Then in the late 1970s a strange phenomenon swept British society. A very rough interviewer started presenting programmes on the BBC. During his set autocue routines he appeared charming and rather lost. When he had a politician to interview however it became a different matter. He would ask very direct questions which the BBC had never allowed before and created anger and revulsion amongst his interviewees who were not used to this sort of treatment. Ever since he has been a mainstay of television journalism and his interviews have become an institution. Previous interviewers have been known by their names. He however is known by a nickname. He is universally referred to not as Jeremy Paxman but Paxo. This unique practice has come about for a very good reason. The prophecy of Mrs. Swineherd is unconsciously being fulfilled.
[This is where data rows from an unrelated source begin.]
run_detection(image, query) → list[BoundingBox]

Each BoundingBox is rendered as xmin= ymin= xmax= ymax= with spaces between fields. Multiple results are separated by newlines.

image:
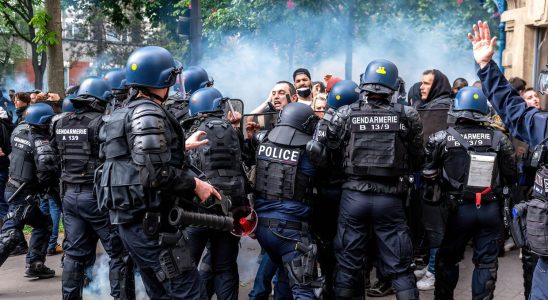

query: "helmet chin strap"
xmin=140 ymin=89 xmax=169 ymax=102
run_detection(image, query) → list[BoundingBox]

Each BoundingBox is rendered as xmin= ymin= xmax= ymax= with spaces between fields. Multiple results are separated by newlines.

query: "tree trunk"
xmin=25 ymin=0 xmax=47 ymax=90
xmin=344 ymin=0 xmax=356 ymax=80
xmin=44 ymin=0 xmax=65 ymax=99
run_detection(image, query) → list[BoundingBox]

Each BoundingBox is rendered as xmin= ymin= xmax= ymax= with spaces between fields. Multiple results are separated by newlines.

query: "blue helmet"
xmin=24 ymin=103 xmax=55 ymax=125
xmin=360 ymin=59 xmax=398 ymax=95
xmin=183 ymin=66 xmax=211 ymax=94
xmin=103 ymin=69 xmax=127 ymax=90
xmin=126 ymin=46 xmax=182 ymax=89
xmin=448 ymin=86 xmax=489 ymax=122
xmin=189 ymin=87 xmax=223 ymax=116
xmin=327 ymin=80 xmax=360 ymax=109
xmin=61 ymin=94 xmax=76 ymax=112
xmin=76 ymin=77 xmax=112 ymax=102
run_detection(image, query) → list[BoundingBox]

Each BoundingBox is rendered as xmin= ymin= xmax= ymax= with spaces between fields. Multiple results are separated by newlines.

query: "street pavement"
xmin=0 ymin=237 xmax=524 ymax=300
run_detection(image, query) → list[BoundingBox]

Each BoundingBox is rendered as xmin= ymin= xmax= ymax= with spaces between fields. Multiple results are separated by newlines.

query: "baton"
xmin=8 ymin=182 xmax=27 ymax=203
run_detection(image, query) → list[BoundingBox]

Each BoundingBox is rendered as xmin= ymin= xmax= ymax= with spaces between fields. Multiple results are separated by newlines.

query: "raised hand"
xmin=468 ymin=21 xmax=497 ymax=69
xmin=185 ymin=130 xmax=209 ymax=150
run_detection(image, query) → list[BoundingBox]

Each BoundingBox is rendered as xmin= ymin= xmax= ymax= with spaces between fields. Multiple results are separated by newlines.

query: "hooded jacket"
xmin=418 ymin=69 xmax=452 ymax=109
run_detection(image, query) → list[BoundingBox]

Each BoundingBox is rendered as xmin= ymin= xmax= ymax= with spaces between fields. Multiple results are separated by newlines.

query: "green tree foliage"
xmin=175 ymin=0 xmax=498 ymax=67
xmin=29 ymin=9 xmax=61 ymax=53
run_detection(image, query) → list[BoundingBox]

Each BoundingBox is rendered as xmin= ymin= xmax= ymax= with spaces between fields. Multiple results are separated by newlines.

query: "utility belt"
xmin=255 ymin=191 xmax=311 ymax=205
xmin=8 ymin=177 xmax=23 ymax=189
xmin=259 ymin=218 xmax=309 ymax=232
xmin=62 ymin=183 xmax=94 ymax=193
xmin=526 ymin=198 xmax=548 ymax=256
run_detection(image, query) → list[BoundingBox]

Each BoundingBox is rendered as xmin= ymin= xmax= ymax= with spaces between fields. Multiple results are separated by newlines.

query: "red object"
xmin=235 ymin=218 xmax=253 ymax=235
xmin=325 ymin=77 xmax=342 ymax=93
xmin=287 ymin=0 xmax=296 ymax=9
xmin=476 ymin=187 xmax=491 ymax=208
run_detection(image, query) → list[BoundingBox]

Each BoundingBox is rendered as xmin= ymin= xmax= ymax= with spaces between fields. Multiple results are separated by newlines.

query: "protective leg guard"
xmin=472 ymin=261 xmax=498 ymax=300
xmin=61 ymin=255 xmax=84 ymax=300
xmin=434 ymin=256 xmax=459 ymax=300
xmin=333 ymin=265 xmax=365 ymax=299
xmin=0 ymin=229 xmax=20 ymax=266
xmin=120 ymin=255 xmax=135 ymax=300
xmin=521 ymin=247 xmax=538 ymax=299
xmin=396 ymin=288 xmax=419 ymax=300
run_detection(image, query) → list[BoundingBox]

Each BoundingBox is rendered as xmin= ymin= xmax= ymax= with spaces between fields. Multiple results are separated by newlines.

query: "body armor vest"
xmin=527 ymin=166 xmax=548 ymax=256
xmin=443 ymin=126 xmax=502 ymax=201
xmin=164 ymin=94 xmax=190 ymax=125
xmin=343 ymin=102 xmax=409 ymax=178
xmin=55 ymin=111 xmax=103 ymax=184
xmin=193 ymin=117 xmax=245 ymax=198
xmin=96 ymin=99 xmax=185 ymax=223
xmin=255 ymin=141 xmax=313 ymax=202
xmin=9 ymin=125 xmax=36 ymax=184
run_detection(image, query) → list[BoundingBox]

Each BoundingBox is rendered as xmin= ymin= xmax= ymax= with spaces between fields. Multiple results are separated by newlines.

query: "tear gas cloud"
xmin=201 ymin=9 xmax=497 ymax=112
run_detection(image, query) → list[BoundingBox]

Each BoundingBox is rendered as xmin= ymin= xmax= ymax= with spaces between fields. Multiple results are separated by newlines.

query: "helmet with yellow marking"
xmin=449 ymin=86 xmax=489 ymax=122
xmin=359 ymin=59 xmax=398 ymax=95
xmin=126 ymin=46 xmax=182 ymax=89
xmin=327 ymin=80 xmax=360 ymax=109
Most politicians have an experience of being stuffed by Paxo. When asked to describe their ordeal they do so in visceral terms. It is as if they have been physically assaulted and had his questions rammed inside them causing them great pain and discomfort and forcing their blood to drain away. In many cases they are cooked soon after. Their careers never recover from a public Paxo stuffing. Unable to stand the heat of aggressive interviewing they resign their ministerial posts and leave parliament with a whimper. Noble animals that once thought themselves kings of the fields suffer the same fate. Finally we can understand how they feel. The term Paxo now has a meaning we can all understand. A meaning which was beyond the comprehension of anyone until the prophecy of Mrs. Swineherd decreed that there would one day be a human equivalent of the stuff she was making which would manifest its true nature.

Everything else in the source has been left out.